Elsewhere in the blogosphere, the Angry Arab has been fisking Fisk's work for years, while the most sustained attack on Fisk's ethics has been posted by the veteran Middle East correspondent Adel Darwish (some linguistic errors corrected):
To ‘fisk’ a story means... a mixture of making something up, being in two places hundreds of miles apart at the same time, and inventing ‘fighters’ and guerrillas (that no one else among the travelling press pack had the chance to see or meet) who would give you a quote so perfect to underpin the argument your fisked piece was designed to ram down the reader’s throat in the first place. 
Fiskery will also include exclusive interviews with terrorists in the dock during their high-security trial, which none of the other hundreds of journalists present in court managed to get since the high security trial meant they were kept away in the public gallery.... 
One American reporter once suffered from such an anti-fiskery ethics attack (after a call from his editor blaming him for missing the fisked scoop that our famous writer filed from inside the Iranian border, despite not leaving the Hotel Shattelarab in Basra at all that day) that he beat up the famous darling-of-the-left writer....

Fiskery as an art also includes people giving you secret information no one else has ever obtained.
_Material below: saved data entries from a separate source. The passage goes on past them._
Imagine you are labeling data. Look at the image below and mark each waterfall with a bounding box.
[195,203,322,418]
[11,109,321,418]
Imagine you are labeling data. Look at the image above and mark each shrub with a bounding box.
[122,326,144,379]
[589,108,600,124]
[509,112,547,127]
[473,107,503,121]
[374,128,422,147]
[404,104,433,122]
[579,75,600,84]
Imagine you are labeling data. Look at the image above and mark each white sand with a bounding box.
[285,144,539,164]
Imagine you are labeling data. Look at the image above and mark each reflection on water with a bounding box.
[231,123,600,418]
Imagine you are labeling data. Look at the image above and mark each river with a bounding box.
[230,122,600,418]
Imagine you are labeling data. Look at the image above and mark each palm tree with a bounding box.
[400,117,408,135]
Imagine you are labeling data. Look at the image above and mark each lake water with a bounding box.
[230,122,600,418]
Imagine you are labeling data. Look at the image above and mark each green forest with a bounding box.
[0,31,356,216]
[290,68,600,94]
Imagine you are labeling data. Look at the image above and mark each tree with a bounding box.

Possessing this magic would get such info easily handed to you in a place no one has ever heard of or will ever hear of. It also includes predictions of something that you have warned the world would happen, and which are proven to be right although no one remembers you writing them at the time. 
The art of Fiskery also includes some acts of self bravery like turning an argument over a fare with a cabbie in Afghanistan into a political battle between Imperialist West and innocent East. Or opening your story with a paragraph suggesting you running into the fire of an explosion while everyone else is running away from the scene without explaining how the police have allowed you to go through their lines as they stopped every other mortal from crossing into the scene of the incident....
Comparisons are already being made with the Johann Hari affair.  Hari was fingered last summer for filling out his interviews with quotations plagiarised from his interviewees' published works.  He initially claimed that he had done no more than polish up things that they really had said to him, but it looks like there was a little more to it than that.  More broadly, Hari's ethics had been questioned as far back as 2003, and by last year it had become apparent that there were question marks over his reporting on Dubai, Venezuela, militant Islam and economics.  He is even said to have lied about minor details of the Copenhagen climate summit and a well-known appearance on Richard Littlejohn's TV show.  Hari's sins went beyond bad journalism.  He used sockpuppets on Wikipedia - in particular, "David Rose", who claimed to be an expert on climate science - to big up his own entry and vandalise those of his enemies.  The hunt for David Rose became a minor internet cause celebre.  Hari eventually issued a weaselly half-apology.  A few months later, he resigned his job at the Independent.

I have no personal knowledge of whether the allegations against Fisk are true.  Fisk himself does not accept them.  "I do not make stories up," he told the Torygraph.  It remains to be seen if we have heard the last of this.